On Tue, Jul 15, 2008 at 2:33 PM, Labitt, Bruce
<[EMAIL PROTECTED]> wrote:
> I was running as a user.  NOT root.

  Worrysome.

  Though, come to think of it, aren't some disc-recording types of
programs normally installed SUID root?

> There maybe a typo in there, I had to copy it from one screen to
> another.

  For future reference, the only really important columns for this
sort of thing are the first two, which specify the device and
mount-point, respectively.  Also, you can omitting virtual filesystems
(proc, tmpfs, sysfs, etc.).  So the short version is:

LABEL=/boot                      /boot
/dev/VolGroup00/LogVol00         /
/dev/VolGroup00/LogVol01         swap
/dev/lvol1/data                  /data

  That tells us you're using LVM, and that your /boot filesystem
partition was being mounted via label.  Unfortunately, that doesn't
tell us anything about what's stored where.

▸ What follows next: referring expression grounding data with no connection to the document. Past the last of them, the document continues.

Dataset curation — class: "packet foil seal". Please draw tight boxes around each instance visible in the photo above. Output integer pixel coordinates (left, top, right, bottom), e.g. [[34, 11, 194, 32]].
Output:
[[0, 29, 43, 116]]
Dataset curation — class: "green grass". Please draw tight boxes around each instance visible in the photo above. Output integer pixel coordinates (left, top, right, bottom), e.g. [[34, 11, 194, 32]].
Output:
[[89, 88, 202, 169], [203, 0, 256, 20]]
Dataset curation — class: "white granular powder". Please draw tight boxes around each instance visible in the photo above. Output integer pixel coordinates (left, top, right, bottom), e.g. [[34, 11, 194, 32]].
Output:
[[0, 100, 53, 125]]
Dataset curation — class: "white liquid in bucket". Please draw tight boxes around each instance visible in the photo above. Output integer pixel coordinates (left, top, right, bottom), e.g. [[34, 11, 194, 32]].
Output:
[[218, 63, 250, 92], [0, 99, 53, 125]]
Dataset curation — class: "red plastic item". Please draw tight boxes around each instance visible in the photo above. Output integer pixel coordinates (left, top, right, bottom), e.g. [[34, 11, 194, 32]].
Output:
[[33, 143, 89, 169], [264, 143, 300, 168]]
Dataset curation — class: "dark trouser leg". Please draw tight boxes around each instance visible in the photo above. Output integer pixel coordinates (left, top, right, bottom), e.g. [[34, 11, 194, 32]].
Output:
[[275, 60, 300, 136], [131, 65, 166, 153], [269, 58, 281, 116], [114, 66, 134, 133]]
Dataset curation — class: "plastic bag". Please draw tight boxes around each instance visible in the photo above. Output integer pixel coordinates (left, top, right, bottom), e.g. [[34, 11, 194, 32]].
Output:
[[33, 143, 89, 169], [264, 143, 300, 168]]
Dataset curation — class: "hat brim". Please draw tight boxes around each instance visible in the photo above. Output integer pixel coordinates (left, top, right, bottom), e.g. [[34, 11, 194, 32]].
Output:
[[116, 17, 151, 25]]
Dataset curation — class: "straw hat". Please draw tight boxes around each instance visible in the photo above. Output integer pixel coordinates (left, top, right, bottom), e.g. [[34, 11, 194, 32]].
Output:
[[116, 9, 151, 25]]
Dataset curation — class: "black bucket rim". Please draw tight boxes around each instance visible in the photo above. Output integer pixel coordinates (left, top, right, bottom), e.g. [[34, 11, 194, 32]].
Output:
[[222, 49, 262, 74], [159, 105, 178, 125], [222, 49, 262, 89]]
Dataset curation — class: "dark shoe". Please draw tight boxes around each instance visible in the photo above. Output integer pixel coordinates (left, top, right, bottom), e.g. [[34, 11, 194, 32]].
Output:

  How many physical hard disk drives are part of this system?  Are
there any hardware RAID controllers or such in use?

> It appears I can access /data and its contents.

  Appearances can be deceiving.  Have you run fsck against
/dev/lvol1/data yet?  (Even that is far from perfect; if something
scrambled just the contents of file data blocks but left the
filesystem metadata structures intact, fsck won't see anything wrong.
But best to start somewhere.)

> How do I figure out what drive has what on it?
> sda, sdb, etc.

  "fdisk -l /dev/sda" will show the partition table on the "sda" disk.
 Run that command as needed for all the disks in the system.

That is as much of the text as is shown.